Sektörle alakalı genel verileri de açıklayan Arslan, “2021 yılı sonu rakamlarına baktığımızda Türkiye’de 43 bin 428 mobilya imalatı yapan işletme var. Bu işletmeler Türkiye’de sanayi sektöründe üretim yapan kurumların yüzde 9,8’ini oluşturuyor. Sektörde imalat tarafında çalışan toplam kişi sayısı 234 bin 222. Mobilya sektöründe 2019 yılı haricinde çalışan sayısında sürekli bir artış görüyoruz. Firma başına çalışan sayısına odaklandığımızda 5.5 kişi olduğunu analiz edebiliyoruz. Sektörde 9 ve altında kişiyi istihdam eden firma sayısı genel oranın yüzde 92’sini oluşturuyor. Bu noktada mobilya sektörünün daha iyi noktalara gelebilmesi için birleşmesi gerekiyor” diye konuştu.
Mobilya ihracatı, 2001 krizinde 250 milyon dolarken 2021 yılında 5.3 milyar dolara çıktığını aktaran Arslan, “Türkiye’de ihracatta payını en çok artıran 3 sektörden birisi mobilya. Arslan, Dünya mobilya ihracatında Türkiye 2003 yılında 36. sıradayken 2022 yılında 11. sırada yer almış. Bu ihracattan aldığımız pay binde 7 civarındayken şu anda yüzde 1.7’ye gelmiş durumda. Irak, Almanya, ABD, Fransa ve İsrail sektördeki en büyük pazarlar” şeklinde konuştu.

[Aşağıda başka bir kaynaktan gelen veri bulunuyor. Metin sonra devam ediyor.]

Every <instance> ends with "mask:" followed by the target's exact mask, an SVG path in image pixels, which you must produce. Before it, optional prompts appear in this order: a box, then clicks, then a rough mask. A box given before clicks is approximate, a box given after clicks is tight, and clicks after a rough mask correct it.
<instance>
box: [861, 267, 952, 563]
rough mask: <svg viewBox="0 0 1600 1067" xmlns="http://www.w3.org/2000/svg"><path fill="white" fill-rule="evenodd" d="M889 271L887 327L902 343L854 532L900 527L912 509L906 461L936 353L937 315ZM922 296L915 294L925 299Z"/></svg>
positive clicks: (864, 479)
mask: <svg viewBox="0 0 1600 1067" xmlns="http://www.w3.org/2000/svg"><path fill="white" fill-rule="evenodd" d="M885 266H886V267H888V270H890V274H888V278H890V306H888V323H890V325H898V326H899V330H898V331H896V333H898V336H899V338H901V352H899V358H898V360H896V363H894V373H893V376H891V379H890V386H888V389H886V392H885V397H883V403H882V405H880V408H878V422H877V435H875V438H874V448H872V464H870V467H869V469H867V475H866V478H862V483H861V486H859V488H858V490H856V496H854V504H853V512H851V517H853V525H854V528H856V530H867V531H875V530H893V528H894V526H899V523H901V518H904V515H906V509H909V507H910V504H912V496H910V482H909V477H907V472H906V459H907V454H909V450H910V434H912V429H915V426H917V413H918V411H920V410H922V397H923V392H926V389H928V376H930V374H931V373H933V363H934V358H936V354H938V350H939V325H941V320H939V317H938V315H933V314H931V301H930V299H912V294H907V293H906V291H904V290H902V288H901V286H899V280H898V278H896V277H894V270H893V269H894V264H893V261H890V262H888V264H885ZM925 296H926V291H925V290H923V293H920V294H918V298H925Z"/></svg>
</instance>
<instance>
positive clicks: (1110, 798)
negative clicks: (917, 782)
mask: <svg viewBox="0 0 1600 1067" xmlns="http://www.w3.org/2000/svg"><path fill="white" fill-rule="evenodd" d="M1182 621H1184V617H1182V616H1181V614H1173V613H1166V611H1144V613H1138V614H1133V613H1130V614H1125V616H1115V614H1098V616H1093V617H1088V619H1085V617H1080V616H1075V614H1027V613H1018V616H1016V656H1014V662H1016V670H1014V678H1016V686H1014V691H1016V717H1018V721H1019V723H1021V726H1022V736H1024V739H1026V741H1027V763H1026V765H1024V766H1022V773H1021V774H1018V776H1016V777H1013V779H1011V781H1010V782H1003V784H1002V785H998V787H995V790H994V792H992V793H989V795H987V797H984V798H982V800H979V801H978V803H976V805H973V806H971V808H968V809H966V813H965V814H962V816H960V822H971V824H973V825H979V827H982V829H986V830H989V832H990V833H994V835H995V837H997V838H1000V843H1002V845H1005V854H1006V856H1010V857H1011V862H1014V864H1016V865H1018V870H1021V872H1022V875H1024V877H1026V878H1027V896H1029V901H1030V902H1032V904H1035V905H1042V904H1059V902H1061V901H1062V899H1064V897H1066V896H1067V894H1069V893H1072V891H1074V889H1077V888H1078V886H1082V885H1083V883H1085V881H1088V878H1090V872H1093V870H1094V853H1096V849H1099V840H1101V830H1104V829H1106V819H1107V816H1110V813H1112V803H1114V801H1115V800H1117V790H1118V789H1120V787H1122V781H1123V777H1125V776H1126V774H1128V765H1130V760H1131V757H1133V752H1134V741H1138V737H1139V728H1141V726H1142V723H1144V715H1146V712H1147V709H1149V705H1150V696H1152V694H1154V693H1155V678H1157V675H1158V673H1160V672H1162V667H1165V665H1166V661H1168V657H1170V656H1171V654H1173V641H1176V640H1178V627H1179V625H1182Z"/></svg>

“Birlikte yeni pazarlara açılmalıyız”
Mobilya sektörünün dayanışmayı ve iş birliğini başaran nadir sektörlerden olduğunun altını çizen Türkiye İhracatçılar Meclisi (TİM) Başkan Vekili ve Mobilya Dernekleri Federasyonu (MOSFED) Yönetim Kurulu Başkanı Ahmet Güleç, “Mobilya sektörü aslında bir yaşam kültürüdür ve bütün sektörleri ilgilendirir. Türkiye için mobilya sektörünün gelişmesi önemli bir fırsat. Türkiye’nin mobilya sektörünü büyütebilmesi için tek seçeneği var; o da gelişmiş ülkelere mal satma kabiliyeti. Fakat şu an ki yapımızla bizim gelişmiş ülkelerde derinleşme imkanımız yok. Beraber küme şeklinde yeni pazarlara açılmamız gerekiyor. Bunu derneklerimizin, federasyonumuzun ve Türkiye ihracat birliklerimizin eş güdümünde yapacağız. Bir Afrika atasözü şöyle der; ‘Eğer yalnız yürümek istersen hızlı yürü ama çok uzaklara gitmek istiyorsan beraber yürüyün’. Bizim beraber yürümekten başka çaremiz yok” ifadelerini kullandı.